曹毅^1,2, 王保兴¹, 孟刚¹, 林苗¹, 张洪¹

1. 江南大学机械工程学院无锡 214122;
2. 江南大学江苏省食品先进制造装备技术重点实验室无锡 214122

收稿日期:2019-10-06 修回日期:2020-01-14 出版日期:2020-09-05 发布日期:2020-10-19
通讯作者: 曹毅(通信作者),男,1974年出生,博士,教授,硕士研究生导师。主要研究方向为机器人机构学。E-mail:caoyi@jiangnan.edu.cn
基金资助:
江苏省“六大人才高峰”计划（ZBZZ-012）、高等学校学科创新引智计划（B18027）和江苏省研究生创新计划（SJCX18-0630，KYCX18-1846）资助项目。

Design Analysis and Optimization of Large Range Spatial Translational Compliant Micro-positioning Stage

CAO Yi^1,2, WANG Baoxing¹, MENG Gang¹, LIN Miao¹, ZHANG Hong¹

1. School of Mechanical Engineering, Jiangnan University, Wuxi 214122;
2. Jiangsu Key Laboratory of Advanced Food Manufacturing Equipment and Technology, Jiangnan University, Wuxi 214122

Received:2019-10-06 Revised:2020-01-14 Online:2020-09-05 Published:2020-10-19

摘要/Abstract

摘要： 为设计具有毫米级运动行程、良好的静、动态特性且结构多样的三维平动柔性微定位平台。首先，提出两种新型的多自由度大行程柔性运动副。其次，基于该运动副，给出三种新型大行程空间平动柔性微定位平台实例。然后，采用非线性方法建立平台力位移关系、输入耦合及丢失运动的理论模型，并采用柔度矩阵法建立平台的刚度及固有频率模型。随后，以提高平台的静、动态性能为目标对平台进行参数寻优。最后对平台进行有限元分析，验证理论模型的正确性。根据理论与仿真结果，平台一阶固有频率为49.6 Hz，在1 mm运动行程内，x、z轴方向的丢失运动分别小于0.32%、0.7%，输入耦合小于1.2%且输出完全解耦。为空间平动柔性微定位平台的设计、分析及优化提供了一种系统化的研究方法。

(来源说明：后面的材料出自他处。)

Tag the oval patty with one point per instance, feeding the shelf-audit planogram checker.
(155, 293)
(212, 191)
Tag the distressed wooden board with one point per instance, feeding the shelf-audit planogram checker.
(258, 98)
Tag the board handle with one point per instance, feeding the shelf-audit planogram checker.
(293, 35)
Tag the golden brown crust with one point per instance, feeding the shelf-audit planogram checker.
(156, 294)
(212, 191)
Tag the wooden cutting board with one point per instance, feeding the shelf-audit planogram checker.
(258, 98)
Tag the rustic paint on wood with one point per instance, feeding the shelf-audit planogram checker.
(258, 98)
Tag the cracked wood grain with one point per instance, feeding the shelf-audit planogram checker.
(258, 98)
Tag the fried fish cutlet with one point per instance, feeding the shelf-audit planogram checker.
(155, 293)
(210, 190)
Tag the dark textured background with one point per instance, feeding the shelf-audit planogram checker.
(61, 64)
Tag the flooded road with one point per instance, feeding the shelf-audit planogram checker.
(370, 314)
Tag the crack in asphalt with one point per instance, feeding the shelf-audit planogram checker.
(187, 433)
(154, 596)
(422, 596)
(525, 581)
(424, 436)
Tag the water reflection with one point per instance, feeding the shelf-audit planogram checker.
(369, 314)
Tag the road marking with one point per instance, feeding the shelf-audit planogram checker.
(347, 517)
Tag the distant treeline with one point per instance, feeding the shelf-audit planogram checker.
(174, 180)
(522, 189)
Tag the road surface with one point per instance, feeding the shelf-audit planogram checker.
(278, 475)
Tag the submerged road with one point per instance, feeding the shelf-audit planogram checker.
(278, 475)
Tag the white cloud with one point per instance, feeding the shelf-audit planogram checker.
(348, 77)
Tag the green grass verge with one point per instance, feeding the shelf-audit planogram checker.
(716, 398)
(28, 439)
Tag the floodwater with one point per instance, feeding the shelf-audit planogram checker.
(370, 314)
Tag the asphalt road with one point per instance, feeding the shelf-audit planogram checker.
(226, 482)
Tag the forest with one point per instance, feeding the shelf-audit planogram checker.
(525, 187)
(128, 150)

关键词: 柔性机构, 大行程, 结构设计, 非线性分析, 参数寻优

Abstract: In order to design spatial translational compliant micro-positioning stages with millimeter-scale motion range, excellent static and dynamic characteristics and various structures. Firstly, two new types of multi-degree-of-freedom and large-stroke compliant kinematic joints were designed. Then, three new types of spatial translational compliant micro-positioning stages with large motion range were designed based on these compliant kinematic joints. Next, Nonlinear method was used to modeling the force-displacement relationship, input coupling and lost motion of the stage, and compliance matrix method was used to modeling the stiffness and natural frequency of the stage. Afterwards, optimal parameter was searched to improve both static and dynamic performance of the stage. Finally, the validity of the theoretical model was proved by finite element simulation. According t o the results of both theory and simulation, the first-order natural frequency of the stage is 49.6 Hz. In 1 mm motion stroke, the lost motion in the x and z directions is less than 0.32% and 0.7%, the input coupling is less than 1.2% and the output motion is completely decoupled. It provides a systematic research method for the design, analysis and optimization of spatial translational compliant micro-positioning stages.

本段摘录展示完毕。